No way was he letting poetry and angry female authors beat him.

Or Ella Blake.

He made a point to read the awful assignments, though he barely kept awake. This last essay called Death of the Moth should’ve been termed Death From Boredom. Woolf was another writer he struggled to understand, and Ella seemed to think she walked on fucking water. Who watched a moth die for what seemed like hours and decided to write about it? And why on earth would anyone assign a paper on such drivel? No wonder he’d flunked.

Men didn’t do shit like that.

He’d been trying to get on her good side. He was unfailingly polite and charming before and after class. He complimented her and consistently offered to help out if she needed anything. She only gave him that icy stare that froze his balls and clipped out a “no.” He was getting nowhere and now he needed to do something about his grade.

Anything.

He tried to listen to her ramblings on Edith Wharton and how the author used female roles in society to exploit and push readers’ emotional limits. She strolled back and forth in a relaxed, steady pace as she spoke, occasionally nibbling on her lower lip in a thought, her face half hidden by the wide, thick frames of her glasses. Today, she wore her usual brown flat boots, a long wool skirt with no shape, and a green turtleneck sweater that reached all the way up to her jaw. Did she have some type of skin infection that kept her hidden beneath so much material? Were there actual breasts under there? Her fingers were long and tapered, but the short, squared-off, unpolished nails did nothing to accentuate them. This was a woman who didn’t want a man looking. Or maybe she was just lazy and wasn’t into men. Maybe she spent every night reading Wharton and Brontë and lived out fantasies in her head. Hadn’t he read something in the news about the power of romantic novels to give women unrealistic expectations of life? Yeah. It had been in the New York Times, too. So it must be true.

“Mr. Dunkle?”

Ah, crap. Here we go again.

He showed no fear and smiled warmly. “Yes, Professor Blake?”
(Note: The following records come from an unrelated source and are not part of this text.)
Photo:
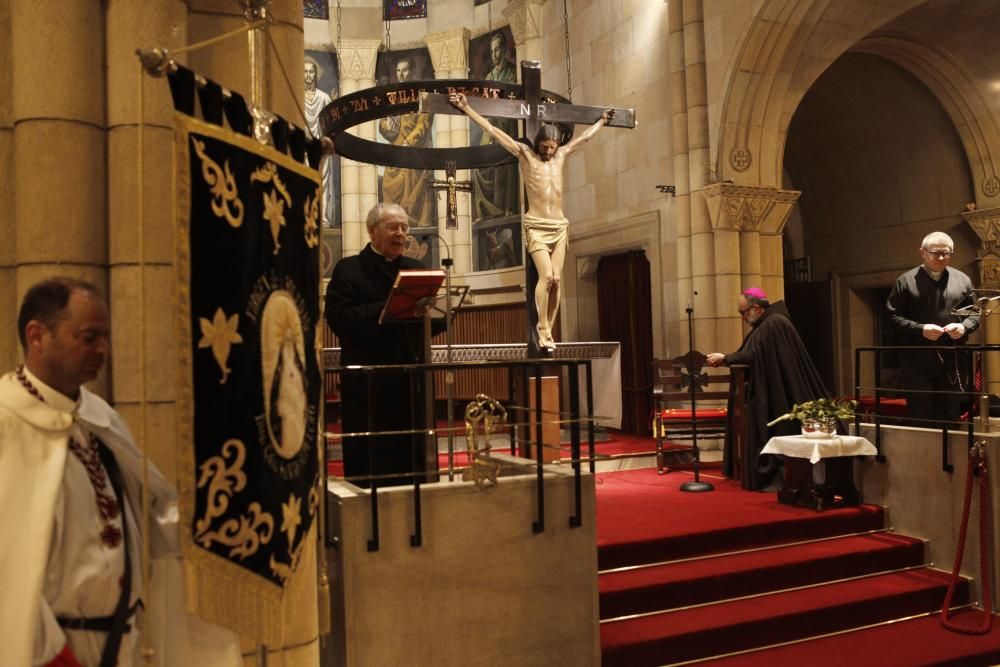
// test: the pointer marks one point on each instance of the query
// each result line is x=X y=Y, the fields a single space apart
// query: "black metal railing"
x=972 y=389
x=523 y=434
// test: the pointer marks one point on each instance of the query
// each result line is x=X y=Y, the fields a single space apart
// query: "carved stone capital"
x=357 y=59
x=986 y=223
x=747 y=208
x=989 y=270
x=449 y=51
x=525 y=18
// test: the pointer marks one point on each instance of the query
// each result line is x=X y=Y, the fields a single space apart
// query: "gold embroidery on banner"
x=223 y=481
x=274 y=209
x=285 y=570
x=314 y=496
x=222 y=185
x=274 y=212
x=220 y=334
x=290 y=517
x=311 y=209
x=269 y=174
x=244 y=535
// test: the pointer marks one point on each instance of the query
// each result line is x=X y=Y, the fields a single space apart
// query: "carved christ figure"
x=545 y=225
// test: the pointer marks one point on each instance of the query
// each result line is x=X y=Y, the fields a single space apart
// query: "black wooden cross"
x=451 y=185
x=532 y=110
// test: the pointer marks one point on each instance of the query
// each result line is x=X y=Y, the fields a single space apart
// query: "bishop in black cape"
x=781 y=374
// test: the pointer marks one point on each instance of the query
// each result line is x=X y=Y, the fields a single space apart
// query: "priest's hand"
x=956 y=330
x=932 y=331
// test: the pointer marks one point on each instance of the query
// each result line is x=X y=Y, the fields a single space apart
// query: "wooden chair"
x=679 y=386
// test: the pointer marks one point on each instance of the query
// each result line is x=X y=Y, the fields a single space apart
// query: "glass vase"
x=819 y=427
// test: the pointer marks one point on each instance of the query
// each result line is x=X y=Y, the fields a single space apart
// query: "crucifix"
x=451 y=185
x=544 y=224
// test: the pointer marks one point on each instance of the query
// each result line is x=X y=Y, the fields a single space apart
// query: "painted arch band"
x=401 y=98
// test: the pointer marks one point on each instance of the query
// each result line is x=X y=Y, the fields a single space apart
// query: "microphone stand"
x=697 y=485
x=449 y=376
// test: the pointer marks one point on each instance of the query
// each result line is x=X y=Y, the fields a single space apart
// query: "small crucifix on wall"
x=451 y=186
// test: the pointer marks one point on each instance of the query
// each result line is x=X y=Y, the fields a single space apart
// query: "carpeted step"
x=724 y=627
x=635 y=528
x=918 y=641
x=696 y=581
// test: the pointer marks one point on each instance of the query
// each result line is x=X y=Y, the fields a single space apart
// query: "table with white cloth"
x=819 y=472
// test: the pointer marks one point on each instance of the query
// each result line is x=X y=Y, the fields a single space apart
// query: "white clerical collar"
x=56 y=399
x=378 y=253
x=935 y=275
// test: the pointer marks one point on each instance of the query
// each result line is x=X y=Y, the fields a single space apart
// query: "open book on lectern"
x=412 y=286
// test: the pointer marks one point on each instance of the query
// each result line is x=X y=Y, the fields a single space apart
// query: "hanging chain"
x=569 y=70
x=340 y=53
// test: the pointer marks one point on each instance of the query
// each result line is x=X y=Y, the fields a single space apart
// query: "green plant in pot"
x=819 y=417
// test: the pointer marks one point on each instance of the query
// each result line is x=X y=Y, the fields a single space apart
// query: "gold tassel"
x=324 y=601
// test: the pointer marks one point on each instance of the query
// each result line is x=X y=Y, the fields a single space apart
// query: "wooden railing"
x=479 y=325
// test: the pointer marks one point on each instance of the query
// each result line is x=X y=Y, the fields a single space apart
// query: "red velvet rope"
x=977 y=468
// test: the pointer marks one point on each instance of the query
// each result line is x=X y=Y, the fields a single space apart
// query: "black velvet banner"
x=248 y=266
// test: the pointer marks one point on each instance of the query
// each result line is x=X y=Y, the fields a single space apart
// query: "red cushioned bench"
x=672 y=398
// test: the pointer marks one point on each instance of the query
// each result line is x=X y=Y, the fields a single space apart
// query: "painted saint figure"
x=408 y=187
x=544 y=222
x=495 y=189
x=316 y=100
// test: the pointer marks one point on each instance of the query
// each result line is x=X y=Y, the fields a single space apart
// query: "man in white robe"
x=69 y=545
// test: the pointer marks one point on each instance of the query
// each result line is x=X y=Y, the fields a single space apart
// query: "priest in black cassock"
x=355 y=297
x=781 y=374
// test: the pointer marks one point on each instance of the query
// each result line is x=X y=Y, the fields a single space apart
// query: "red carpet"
x=645 y=518
x=734 y=575
x=720 y=598
x=919 y=641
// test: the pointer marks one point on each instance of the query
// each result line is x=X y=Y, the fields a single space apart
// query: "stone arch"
x=954 y=89
x=786 y=47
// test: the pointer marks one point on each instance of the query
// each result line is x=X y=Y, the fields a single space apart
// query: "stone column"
x=747 y=222
x=703 y=253
x=9 y=346
x=986 y=223
x=358 y=181
x=141 y=318
x=450 y=55
x=682 y=201
x=57 y=110
x=525 y=19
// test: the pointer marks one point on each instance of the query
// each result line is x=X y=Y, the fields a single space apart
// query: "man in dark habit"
x=920 y=309
x=781 y=374
x=354 y=300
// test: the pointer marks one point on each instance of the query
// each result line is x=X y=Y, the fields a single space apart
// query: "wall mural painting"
x=497 y=244
x=316 y=9
x=495 y=190
x=321 y=85
x=407 y=187
x=423 y=247
x=394 y=10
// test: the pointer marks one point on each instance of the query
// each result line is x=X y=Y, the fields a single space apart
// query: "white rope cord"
x=147 y=649
x=215 y=40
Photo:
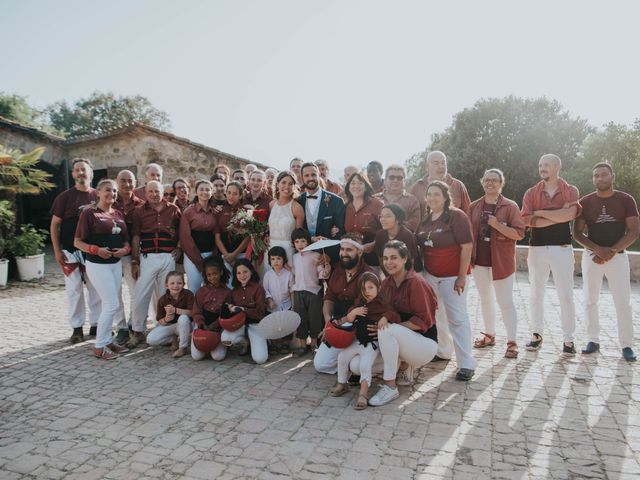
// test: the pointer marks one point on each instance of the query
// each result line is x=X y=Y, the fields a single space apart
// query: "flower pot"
x=4 y=272
x=31 y=267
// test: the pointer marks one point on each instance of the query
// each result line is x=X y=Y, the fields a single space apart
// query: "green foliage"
x=617 y=145
x=19 y=174
x=30 y=241
x=511 y=134
x=7 y=224
x=103 y=111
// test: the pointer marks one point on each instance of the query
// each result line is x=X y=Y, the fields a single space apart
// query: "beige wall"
x=136 y=151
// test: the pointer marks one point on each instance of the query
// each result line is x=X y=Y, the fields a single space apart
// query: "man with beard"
x=65 y=213
x=548 y=208
x=341 y=293
x=126 y=202
x=330 y=186
x=155 y=236
x=611 y=218
x=437 y=170
x=152 y=172
x=394 y=192
x=323 y=211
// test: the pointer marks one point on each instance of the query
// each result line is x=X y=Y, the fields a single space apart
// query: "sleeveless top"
x=281 y=222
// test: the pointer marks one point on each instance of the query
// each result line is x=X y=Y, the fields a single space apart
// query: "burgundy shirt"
x=405 y=236
x=414 y=296
x=211 y=299
x=252 y=298
x=203 y=221
x=149 y=220
x=68 y=206
x=411 y=206
x=459 y=195
x=183 y=302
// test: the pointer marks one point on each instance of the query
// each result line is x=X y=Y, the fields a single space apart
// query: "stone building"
x=131 y=146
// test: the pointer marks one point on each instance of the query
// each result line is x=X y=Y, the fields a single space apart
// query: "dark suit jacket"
x=330 y=214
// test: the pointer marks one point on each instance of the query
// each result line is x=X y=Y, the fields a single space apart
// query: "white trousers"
x=107 y=279
x=165 y=333
x=367 y=356
x=154 y=268
x=131 y=285
x=400 y=343
x=194 y=276
x=326 y=359
x=217 y=353
x=483 y=278
x=618 y=276
x=453 y=324
x=76 y=296
x=559 y=261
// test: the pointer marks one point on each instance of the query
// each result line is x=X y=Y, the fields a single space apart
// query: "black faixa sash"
x=431 y=333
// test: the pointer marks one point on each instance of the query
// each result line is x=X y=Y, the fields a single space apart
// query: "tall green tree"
x=103 y=111
x=17 y=108
x=509 y=133
x=618 y=145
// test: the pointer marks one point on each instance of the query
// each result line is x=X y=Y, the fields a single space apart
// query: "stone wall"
x=135 y=151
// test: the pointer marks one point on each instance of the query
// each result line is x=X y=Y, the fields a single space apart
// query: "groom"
x=323 y=211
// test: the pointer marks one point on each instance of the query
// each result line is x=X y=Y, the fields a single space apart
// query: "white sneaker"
x=405 y=377
x=383 y=396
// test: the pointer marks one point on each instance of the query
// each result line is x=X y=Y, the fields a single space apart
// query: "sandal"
x=512 y=350
x=339 y=390
x=360 y=404
x=487 y=340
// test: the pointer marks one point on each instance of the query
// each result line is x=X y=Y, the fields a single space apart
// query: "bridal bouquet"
x=254 y=224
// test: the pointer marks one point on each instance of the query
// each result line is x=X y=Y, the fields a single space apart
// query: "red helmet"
x=338 y=337
x=234 y=322
x=205 y=341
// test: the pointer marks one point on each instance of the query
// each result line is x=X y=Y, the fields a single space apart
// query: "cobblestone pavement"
x=64 y=414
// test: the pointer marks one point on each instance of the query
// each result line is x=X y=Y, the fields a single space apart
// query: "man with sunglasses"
x=394 y=192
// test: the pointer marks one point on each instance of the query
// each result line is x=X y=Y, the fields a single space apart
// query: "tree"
x=104 y=111
x=617 y=145
x=16 y=108
x=511 y=134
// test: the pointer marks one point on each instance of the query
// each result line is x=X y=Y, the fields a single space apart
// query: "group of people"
x=388 y=296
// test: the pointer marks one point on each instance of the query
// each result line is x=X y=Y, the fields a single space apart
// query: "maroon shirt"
x=414 y=296
x=252 y=298
x=68 y=206
x=197 y=231
x=405 y=236
x=183 y=302
x=103 y=229
x=149 y=220
x=209 y=298
x=341 y=291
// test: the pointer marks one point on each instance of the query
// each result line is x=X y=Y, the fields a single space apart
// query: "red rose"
x=261 y=215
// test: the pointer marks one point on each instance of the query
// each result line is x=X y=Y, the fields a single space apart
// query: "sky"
x=347 y=81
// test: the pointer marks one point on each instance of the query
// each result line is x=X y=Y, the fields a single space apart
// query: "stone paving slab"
x=64 y=414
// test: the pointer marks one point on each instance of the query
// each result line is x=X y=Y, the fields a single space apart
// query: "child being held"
x=370 y=313
x=308 y=268
x=173 y=315
x=208 y=302
x=278 y=284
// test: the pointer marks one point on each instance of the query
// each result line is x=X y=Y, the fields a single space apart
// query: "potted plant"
x=7 y=227
x=28 y=248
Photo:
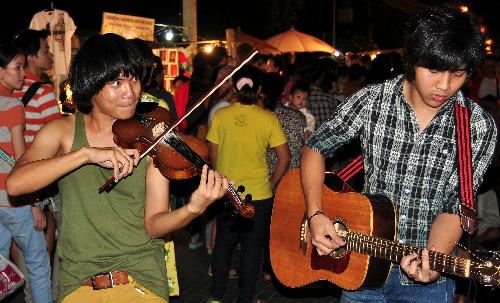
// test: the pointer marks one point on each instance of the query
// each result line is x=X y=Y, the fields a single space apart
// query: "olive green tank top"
x=105 y=232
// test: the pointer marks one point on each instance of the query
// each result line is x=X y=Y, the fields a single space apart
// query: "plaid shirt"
x=416 y=170
x=320 y=104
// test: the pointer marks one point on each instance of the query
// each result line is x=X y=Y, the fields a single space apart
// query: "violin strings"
x=180 y=146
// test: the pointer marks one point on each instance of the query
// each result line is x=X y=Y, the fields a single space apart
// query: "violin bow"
x=111 y=181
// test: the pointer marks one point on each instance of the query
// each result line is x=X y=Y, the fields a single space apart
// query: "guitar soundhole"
x=342 y=230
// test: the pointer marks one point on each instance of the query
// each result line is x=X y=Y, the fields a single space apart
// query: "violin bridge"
x=158 y=129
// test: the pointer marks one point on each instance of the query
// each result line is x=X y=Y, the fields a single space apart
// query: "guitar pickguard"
x=338 y=260
x=334 y=265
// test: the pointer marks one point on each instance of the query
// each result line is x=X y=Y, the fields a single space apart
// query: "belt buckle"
x=109 y=274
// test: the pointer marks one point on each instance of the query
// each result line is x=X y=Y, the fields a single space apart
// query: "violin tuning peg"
x=248 y=198
x=240 y=189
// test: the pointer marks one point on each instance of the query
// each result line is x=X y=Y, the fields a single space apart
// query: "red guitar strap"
x=351 y=170
x=468 y=213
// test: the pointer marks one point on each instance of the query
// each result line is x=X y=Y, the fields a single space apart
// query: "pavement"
x=194 y=282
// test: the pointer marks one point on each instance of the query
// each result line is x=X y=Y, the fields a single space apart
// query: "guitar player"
x=407 y=130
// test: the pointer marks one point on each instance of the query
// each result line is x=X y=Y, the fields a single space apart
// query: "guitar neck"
x=393 y=251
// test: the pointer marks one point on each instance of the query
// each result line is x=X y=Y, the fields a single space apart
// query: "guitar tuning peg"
x=240 y=189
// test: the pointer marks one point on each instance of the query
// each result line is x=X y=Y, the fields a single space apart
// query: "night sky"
x=260 y=18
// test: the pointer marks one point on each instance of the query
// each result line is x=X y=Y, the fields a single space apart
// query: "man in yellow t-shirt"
x=239 y=137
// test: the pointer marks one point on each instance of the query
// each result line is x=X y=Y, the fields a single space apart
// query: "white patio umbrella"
x=295 y=41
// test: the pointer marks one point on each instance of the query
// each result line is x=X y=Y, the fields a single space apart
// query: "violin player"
x=110 y=244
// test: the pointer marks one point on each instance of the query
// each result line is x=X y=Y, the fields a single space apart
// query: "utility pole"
x=190 y=19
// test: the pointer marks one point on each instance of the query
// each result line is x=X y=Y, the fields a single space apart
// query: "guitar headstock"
x=486 y=271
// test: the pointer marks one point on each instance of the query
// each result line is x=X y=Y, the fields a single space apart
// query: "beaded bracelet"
x=318 y=212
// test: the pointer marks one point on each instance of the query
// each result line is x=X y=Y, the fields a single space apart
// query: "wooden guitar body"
x=295 y=262
x=367 y=224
“I’m interested to hear your thoughts on the story, Roman Fever.”

“I liked it.”

The class tittered. She never lost her smile. If she wasn’t wearing the wrong color lipstick, he may have believed her lips were perfectly bow shaped and lush.

“I’m relieved. What did you think about the ending? Did you feel sympathy for Mrs. Slade when she discovered her friend was unfaithful? Or did it strike you as justice?”

He tried hard not to rub his forehead. A headache threatened. Out of all the damn stories she had to pick to discuss, this was the only one he didn’t read. He’d fallen asleep at his computer and decided to skip the reading for today. Now he was in trouble.